Open Data Warehouse

Companies use open-source frameworks, particularly with Apache Iceberg tables, to build enterprise-class data analysis solutions that are more affordable, scalable, and appropriate to their specific use cases.

Open-source data warehouses give enterprises cost-effective data portability and scalable query performance that proprietary systems don’t. Although going open source increases data team responsibilities, it also allows more control over the data powering innovative decision-making.

This guide will introduce the open-source data warehouse, explain its components, and show how Starburst’s open data warehouse analytics platform evolves analytics beyond a centralized data repository.

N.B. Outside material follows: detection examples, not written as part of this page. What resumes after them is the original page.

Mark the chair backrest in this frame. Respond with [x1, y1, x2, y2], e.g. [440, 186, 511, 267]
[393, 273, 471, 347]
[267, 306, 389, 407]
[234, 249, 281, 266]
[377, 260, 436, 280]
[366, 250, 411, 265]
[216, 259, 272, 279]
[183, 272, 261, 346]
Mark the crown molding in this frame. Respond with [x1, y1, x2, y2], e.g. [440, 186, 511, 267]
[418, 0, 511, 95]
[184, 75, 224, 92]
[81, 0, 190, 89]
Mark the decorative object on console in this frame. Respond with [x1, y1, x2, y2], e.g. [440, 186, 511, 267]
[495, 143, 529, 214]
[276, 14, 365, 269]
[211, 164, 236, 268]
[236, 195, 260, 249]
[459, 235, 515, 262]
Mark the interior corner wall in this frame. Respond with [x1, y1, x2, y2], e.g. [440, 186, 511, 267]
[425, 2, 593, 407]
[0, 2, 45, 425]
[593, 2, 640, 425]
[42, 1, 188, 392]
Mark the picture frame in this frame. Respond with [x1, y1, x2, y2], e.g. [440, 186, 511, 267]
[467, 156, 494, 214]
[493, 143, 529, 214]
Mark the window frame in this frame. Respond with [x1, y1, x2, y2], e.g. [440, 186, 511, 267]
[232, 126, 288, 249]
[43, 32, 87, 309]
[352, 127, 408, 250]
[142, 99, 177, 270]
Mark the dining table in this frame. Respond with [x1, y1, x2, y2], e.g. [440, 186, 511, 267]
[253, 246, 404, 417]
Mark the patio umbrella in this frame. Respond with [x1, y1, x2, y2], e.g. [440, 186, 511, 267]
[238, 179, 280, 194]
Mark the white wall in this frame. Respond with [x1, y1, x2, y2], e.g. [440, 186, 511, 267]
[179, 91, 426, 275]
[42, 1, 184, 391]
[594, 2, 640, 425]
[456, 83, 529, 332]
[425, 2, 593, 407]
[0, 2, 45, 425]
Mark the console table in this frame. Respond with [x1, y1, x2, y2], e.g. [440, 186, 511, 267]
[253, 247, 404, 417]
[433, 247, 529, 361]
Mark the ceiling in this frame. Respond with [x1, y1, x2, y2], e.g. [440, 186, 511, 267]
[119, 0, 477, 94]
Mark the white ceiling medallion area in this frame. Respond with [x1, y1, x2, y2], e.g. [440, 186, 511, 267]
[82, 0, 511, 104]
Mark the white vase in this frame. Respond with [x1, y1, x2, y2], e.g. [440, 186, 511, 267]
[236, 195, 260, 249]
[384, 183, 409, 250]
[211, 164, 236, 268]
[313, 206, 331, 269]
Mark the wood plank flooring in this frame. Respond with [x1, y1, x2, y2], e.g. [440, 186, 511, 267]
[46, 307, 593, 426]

An open data warehouse is often seen as a combination of an SQL query engine and a data lake

Data warehouse vendors provide storage, management, and analytics in one package, which imposes tradeoffs. Companies work with a single vendor that takes responsibility for its product’s development and provides advanced data warehousing tools. However, these vendors can’t match the hyper-scale capabilities of commodity cloud service providers. In addition, vendor lock-in subjects customers to high storage and compute pricing.

Open data warehouses essentially combine a data lake’s flexible, scalable storage with the high performance of a massively parallel SQL query engine. While proprietary warehouses have been limited to structured data, the open route lets companies store all types of data in a data lake, allowing data consumers to access semi-structured and unstructured data for more advanced analytics.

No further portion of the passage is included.